Job 9

Most Western commentators and readers fail to grasp how thoroughly correct Job is in what he says. The primary disconnection is between the Western value system that insists life is precious. The people of the Ancient Near East lived in a tradition going back into prehistory that accepts mortality as a simple fact. They also accept the sheer unquestionable authority of even a great many earthly rulers to take the life of a subject on a whim, and it not be counted as sin. So for Job to suggest God might do things that weren’t just by human standards is not a accusation, but a simple acknowledgment of the truth. God’s standards are far above our own; He is not accountable to us, but we to Him.

Thus, Job launches into yet another attempt to show his visitors their fundamental error. It was an error common to those poorly educated, but men with a proper background had no excuse. We can only surmise Job’s buddies were ignorant. He strives to educate them. His argument is subtle; God does not need a particular cause to destroy any human life, nor any other portion of His Creation. These men are the blasphemers, insisting that God’s justice must make sense on a human level. They simply do not understand the fundamental truth of the Fall and how it created such an impenetrable barrier between us and God’s divine realm above. God is not rooted in this universe and is not subject to the limitations confining human existence.

Job begins by sarcastically agreeing with Bildad, then asks just what it is they are talking about. How do we address the question of God’s justice among men? It cannot be a question of justice on God’s terms. God is the Creator and no part of this universe can stand His Presence because it is all under the Fall. Nothing on this level of existence could hope to restrain His wrath against sin, since it is all under the judgment of sin, all set for eventual disposal.
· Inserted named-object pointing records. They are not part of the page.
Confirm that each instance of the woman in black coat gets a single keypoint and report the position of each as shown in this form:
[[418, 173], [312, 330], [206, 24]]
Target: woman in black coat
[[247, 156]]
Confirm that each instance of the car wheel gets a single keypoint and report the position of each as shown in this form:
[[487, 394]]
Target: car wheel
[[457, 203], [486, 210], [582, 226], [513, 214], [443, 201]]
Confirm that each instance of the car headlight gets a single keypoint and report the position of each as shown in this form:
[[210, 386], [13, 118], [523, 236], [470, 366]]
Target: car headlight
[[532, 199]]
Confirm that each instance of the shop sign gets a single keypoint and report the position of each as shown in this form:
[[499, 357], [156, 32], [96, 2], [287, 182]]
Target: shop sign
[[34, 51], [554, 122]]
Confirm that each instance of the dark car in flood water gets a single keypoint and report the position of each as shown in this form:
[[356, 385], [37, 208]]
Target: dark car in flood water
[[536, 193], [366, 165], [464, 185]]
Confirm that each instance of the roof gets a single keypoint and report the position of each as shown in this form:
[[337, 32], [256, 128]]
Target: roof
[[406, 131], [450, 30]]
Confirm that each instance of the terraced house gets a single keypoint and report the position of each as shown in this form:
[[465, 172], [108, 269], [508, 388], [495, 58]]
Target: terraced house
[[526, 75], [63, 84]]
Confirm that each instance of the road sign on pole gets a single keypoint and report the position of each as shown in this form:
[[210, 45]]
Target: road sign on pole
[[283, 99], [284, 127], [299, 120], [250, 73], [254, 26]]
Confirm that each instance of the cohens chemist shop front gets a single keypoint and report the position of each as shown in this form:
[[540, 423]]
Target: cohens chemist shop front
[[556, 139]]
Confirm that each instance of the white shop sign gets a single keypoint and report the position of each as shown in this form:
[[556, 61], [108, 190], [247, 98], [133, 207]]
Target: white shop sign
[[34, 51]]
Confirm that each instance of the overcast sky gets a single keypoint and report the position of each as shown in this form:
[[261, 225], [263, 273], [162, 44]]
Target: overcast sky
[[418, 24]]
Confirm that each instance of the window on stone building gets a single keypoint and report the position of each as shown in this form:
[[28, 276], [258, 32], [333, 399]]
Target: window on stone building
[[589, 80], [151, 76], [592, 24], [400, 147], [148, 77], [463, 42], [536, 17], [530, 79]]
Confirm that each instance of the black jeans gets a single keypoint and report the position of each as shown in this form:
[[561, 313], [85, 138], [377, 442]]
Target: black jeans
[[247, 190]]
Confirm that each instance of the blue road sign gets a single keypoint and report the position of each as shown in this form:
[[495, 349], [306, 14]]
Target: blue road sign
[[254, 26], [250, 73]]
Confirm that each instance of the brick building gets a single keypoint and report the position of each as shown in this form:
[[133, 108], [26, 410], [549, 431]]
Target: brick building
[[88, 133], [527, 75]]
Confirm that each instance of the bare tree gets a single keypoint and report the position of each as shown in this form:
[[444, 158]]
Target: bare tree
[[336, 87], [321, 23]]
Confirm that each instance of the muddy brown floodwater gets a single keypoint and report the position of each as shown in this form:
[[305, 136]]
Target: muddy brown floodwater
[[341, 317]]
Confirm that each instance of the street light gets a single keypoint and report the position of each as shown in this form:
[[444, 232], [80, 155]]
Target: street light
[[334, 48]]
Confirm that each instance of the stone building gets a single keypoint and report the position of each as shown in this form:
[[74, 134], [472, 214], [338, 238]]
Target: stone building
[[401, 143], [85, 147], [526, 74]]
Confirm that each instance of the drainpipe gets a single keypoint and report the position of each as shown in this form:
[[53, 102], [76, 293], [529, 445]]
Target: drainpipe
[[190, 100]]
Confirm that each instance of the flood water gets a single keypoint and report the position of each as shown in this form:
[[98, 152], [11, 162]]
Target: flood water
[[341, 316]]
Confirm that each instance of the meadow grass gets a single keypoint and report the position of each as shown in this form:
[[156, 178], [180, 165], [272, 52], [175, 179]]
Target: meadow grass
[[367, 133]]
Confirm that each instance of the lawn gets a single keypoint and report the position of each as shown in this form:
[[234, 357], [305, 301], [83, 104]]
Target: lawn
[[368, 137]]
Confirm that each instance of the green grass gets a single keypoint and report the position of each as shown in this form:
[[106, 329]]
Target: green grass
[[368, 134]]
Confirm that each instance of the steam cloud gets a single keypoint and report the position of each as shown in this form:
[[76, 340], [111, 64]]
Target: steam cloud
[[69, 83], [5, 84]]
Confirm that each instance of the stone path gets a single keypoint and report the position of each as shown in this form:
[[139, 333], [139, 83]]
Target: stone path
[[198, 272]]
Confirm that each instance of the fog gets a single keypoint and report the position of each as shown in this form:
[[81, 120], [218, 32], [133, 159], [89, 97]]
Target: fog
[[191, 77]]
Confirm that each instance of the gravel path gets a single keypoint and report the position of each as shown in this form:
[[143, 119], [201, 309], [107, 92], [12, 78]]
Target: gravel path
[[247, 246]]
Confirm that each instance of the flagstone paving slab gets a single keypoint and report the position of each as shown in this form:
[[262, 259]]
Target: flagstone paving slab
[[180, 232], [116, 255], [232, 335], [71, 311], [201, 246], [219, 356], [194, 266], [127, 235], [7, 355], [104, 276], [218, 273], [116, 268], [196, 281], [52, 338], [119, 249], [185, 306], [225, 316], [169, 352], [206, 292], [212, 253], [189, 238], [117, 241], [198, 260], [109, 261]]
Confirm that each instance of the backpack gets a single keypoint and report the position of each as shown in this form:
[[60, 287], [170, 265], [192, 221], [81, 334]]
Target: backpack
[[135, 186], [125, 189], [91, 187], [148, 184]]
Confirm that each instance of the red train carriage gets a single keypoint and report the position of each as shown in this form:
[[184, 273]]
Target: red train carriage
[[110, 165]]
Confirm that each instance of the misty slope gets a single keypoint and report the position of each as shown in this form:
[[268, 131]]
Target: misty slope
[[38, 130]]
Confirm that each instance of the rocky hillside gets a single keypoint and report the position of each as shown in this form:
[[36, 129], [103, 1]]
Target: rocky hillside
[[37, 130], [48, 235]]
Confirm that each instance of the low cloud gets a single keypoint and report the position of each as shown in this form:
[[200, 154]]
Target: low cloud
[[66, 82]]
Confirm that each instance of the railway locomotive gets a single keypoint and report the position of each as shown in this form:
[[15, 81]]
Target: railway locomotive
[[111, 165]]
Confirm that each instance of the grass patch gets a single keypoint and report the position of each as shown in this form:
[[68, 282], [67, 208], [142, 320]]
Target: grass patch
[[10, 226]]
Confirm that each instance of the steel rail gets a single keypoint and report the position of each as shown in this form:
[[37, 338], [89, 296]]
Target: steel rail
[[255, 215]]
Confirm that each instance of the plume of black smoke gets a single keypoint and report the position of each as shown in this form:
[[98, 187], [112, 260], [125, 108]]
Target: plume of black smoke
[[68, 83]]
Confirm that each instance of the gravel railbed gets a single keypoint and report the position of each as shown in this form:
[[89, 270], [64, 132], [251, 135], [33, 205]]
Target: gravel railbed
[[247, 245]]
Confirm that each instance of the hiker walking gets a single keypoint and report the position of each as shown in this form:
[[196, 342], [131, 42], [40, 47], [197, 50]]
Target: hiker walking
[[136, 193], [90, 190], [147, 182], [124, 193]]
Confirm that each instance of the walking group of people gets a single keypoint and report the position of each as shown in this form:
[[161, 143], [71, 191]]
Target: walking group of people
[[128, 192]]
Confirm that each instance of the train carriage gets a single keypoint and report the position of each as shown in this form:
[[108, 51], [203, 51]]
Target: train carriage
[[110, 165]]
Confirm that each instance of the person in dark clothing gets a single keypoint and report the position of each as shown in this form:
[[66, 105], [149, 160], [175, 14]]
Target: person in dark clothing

So while Job stands pure as the driven snow on human terms of the revealed Laws of God (up to that point), it really does not remove him from the fate of this universe. And short of that final end, God can do what He pleases without fearing what men might think of His justice. There is no sin in pointing out that God is the author of Job’s misery because it’s not the same as saying He caused it. No human can hold God accountable. Standing before God, Job’s blameless behavior will not keep his own mouth from confessing there is no suffering imaginable that is not merely what fallen men deserve.

Job says that it’s all the same — life and death are not significantly different on this plane of existence. Our expiration is not necessarily tied to our observance of God’s revelation, nor is our suffering along the way to it. He says that God mocks our sense of tragedy simply because we refuse to understand, because clinging to this life is tantamount to rejecting His divine truth. God has His own agenda, one that He seldom bothers to explain. Should we suppose evil men rule nations without His permit? That would be stupidity. Thus, Job upbraids his friends for their shallow and legalistic thinking.

Job notes his life is of no significance in the grand scheme of God’s plans for this earth. It’s little more than the faint swishing of a reed boat on the river. He could pretend his life was all happy and fun, but even if that were true, mindless celebration would be irreverent. It would be a needless provocation against God’s justice with horrific results. No human effort can remove the full weight of the Fall. No one can stand truly just before God so as to have authority to argue with Him. Job refuses to blaspheme by pretending God is required to operate by the mythology of human justice. He also notes that there is at this point no Savior to intercede before God on his behalf.